Having just finished watching “The Greeks: Crucible of Civilisation”, which brought back memories of long forgotten ancient history studies from schooldays, two points of interest stood out.

The first was how the city state of Athens, the forerunner of modern Greece, once dominated the world and saw off an unprovoked attack from the mighty Persian empire, before sowing the seeds of its own decline and fall by picking a needless fight with its local rival Sparta and losing the resulting Peloponnesian War. Modern lessons, anyone?

The second, the life and times of the philosopher Socrates, which neatly tied in with the Athenians’ pursuit of their futile war, their loyalty to theological doctrine and their fixation on their past glories. True to form as a nonconformist free thinker, Socrates championed an ethical system based on human reason, and set out to inspire his audiences to think through problems to their logical conclusion. Charged with impiety and corrupting the minds of youth, Socrates relished being described as “a gadfly” and was untroubled by the death sentence that followed the guilty verdict. With supreme irony, it was not then long before Athens welcomed the great philosophical age that lives on to this day.

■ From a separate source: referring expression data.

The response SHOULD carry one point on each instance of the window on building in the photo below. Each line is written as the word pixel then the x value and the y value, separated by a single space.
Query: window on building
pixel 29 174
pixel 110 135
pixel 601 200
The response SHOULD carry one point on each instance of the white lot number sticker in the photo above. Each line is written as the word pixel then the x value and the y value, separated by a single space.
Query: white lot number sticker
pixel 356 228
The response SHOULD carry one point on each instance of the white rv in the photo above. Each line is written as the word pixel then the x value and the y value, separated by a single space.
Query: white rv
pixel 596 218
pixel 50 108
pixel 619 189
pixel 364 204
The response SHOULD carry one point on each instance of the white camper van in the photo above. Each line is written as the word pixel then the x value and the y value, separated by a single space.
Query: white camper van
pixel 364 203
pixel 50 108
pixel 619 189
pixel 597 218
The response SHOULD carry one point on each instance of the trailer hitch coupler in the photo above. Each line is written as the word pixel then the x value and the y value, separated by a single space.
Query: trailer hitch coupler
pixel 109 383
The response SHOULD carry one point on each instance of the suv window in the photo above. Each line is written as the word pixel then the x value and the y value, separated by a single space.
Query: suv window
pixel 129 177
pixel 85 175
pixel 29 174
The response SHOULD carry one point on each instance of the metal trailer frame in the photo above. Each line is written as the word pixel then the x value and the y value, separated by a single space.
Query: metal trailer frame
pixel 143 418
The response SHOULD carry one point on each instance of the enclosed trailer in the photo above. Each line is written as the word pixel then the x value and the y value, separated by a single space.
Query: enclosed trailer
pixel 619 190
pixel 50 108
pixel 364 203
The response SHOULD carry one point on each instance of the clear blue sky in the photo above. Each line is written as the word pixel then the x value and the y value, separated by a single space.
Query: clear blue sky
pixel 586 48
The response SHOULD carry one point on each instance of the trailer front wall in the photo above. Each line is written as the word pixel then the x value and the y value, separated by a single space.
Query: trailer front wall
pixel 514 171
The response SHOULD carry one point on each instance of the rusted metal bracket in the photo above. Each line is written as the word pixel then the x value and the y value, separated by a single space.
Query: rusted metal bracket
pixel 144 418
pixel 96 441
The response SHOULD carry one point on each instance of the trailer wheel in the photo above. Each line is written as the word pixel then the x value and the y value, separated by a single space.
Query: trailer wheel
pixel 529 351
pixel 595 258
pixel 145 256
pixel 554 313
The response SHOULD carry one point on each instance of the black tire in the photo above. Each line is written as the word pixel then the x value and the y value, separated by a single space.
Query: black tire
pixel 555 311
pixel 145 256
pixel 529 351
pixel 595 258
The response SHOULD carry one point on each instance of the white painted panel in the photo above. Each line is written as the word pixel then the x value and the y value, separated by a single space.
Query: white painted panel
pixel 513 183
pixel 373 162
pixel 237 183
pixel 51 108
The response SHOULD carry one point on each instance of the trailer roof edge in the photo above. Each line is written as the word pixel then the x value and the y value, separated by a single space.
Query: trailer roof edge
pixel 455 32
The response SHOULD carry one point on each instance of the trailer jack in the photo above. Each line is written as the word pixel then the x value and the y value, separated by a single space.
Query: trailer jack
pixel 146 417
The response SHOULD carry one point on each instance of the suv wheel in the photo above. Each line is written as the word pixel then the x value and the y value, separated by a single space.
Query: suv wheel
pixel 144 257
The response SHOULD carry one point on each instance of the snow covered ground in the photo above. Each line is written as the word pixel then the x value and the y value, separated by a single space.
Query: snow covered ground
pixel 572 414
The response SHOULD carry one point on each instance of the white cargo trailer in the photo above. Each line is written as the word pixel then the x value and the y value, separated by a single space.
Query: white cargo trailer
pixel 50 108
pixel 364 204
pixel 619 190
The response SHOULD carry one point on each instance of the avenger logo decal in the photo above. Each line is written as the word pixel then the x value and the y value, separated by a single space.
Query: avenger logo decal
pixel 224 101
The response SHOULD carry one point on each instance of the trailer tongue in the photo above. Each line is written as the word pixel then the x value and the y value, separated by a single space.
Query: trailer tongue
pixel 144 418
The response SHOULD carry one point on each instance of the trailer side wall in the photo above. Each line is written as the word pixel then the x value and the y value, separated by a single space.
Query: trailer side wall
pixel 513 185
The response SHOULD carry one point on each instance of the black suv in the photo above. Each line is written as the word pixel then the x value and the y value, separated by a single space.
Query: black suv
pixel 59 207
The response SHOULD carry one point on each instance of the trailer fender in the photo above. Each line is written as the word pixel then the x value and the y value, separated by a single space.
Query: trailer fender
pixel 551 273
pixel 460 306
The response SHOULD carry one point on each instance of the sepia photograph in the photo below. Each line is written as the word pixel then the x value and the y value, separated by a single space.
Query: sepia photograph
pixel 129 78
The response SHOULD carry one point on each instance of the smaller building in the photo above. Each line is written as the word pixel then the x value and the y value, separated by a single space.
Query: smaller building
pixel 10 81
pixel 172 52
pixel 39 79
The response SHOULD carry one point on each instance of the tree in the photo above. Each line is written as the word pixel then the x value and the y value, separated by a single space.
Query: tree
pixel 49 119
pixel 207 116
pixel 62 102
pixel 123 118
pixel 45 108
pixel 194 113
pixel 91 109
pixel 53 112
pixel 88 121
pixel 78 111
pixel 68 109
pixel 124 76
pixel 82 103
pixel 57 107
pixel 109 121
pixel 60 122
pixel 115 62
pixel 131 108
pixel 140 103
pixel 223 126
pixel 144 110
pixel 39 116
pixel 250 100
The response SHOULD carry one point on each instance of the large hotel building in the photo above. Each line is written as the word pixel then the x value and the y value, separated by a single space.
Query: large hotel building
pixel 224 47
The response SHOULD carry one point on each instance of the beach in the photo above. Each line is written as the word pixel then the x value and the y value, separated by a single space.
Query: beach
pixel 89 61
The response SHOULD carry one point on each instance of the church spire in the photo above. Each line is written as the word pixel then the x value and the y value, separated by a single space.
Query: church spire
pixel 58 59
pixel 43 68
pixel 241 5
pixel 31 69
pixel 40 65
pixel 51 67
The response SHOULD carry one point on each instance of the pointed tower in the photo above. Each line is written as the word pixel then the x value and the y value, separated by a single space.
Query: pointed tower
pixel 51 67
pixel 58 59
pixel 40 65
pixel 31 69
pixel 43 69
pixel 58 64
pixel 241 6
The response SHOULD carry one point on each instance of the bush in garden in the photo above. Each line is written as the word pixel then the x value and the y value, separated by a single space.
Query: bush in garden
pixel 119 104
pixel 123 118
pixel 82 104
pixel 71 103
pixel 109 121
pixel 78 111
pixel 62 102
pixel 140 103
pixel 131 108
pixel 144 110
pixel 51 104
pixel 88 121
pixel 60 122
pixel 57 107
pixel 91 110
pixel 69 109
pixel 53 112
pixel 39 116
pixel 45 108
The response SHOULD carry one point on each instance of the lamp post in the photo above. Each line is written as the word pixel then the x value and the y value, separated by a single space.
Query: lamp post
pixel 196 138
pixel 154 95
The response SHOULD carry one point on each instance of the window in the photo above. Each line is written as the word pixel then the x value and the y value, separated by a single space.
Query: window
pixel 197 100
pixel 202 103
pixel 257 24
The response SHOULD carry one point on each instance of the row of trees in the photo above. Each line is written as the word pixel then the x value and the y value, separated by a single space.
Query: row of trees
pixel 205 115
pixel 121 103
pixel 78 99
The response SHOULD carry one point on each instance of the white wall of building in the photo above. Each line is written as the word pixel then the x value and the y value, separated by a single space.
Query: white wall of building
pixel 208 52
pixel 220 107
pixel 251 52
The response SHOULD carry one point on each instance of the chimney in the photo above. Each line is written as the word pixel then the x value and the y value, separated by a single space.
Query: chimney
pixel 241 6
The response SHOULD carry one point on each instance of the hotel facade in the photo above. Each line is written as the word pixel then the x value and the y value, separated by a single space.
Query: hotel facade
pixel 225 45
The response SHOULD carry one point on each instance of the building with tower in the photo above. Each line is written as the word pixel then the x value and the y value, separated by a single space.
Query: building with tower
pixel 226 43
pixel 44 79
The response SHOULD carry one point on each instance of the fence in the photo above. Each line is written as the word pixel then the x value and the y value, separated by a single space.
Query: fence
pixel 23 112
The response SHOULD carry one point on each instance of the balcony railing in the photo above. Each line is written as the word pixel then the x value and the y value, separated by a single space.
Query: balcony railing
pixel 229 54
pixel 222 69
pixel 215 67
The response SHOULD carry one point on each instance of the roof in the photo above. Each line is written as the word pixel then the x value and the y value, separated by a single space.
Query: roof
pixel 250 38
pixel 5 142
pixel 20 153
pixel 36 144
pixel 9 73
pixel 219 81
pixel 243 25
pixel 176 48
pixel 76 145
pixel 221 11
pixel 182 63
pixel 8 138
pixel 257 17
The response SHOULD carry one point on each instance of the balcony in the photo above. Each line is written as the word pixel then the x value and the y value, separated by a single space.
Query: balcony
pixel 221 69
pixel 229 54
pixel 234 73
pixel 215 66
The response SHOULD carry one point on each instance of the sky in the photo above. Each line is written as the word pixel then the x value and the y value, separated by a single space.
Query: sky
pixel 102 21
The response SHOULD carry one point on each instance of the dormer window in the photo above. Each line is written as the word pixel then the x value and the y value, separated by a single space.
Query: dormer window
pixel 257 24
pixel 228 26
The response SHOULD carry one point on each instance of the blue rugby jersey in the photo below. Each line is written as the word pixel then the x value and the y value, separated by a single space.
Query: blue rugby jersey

Let’s take that “gadfly” description, possibly the earliest historical usage of the comparison. Socrates was delighted to be depicted as someone stinging into action the tired old horse that the Athenian city state had become. Could this have been in Michael Howard’s mind when he tied the word in with “crank” before the 2004 European elections to describe UKIP supporters? Unlikely. Probably just “confounded nuisance”. In marked contrast with the subtle “provocative stimulus” paraphrase that UKIP gladly adopted, no doubt mindful of the UK’s apathy in the face of ever encroaching EU powers.

And “impiety”? Well, in Socrates’ times this would have comprised absence of proper respect for the gods of the state, hardly a surprising charge to be levelled against an advocate of reason. Here and now in the UK, we can see all three major parties supporting a modern day god of the state, EU membership, while paying lip service to the cause of reform (pie in the sky as this may be). So if and when the referendum comes, it would not be at all surprising to hear them describing opposition to EU membership as impiety. And indeed lack of propriety, and quite a variety of unpleasant names, as Tom Lehrer would put it.

But while Socrates was only vindicated after he had taken the hemlock, this is surely the last fate we would wish upon the impious gadfly in the form of Nigel Farage. Far better that he and his kind are given free range to sting the UK horse into action and save it from an undeserved fate in the EU knackers’ yard. And indeed to follow Lehrer's rallying call and use the hemlock to poison the pigeons in the Brussels park.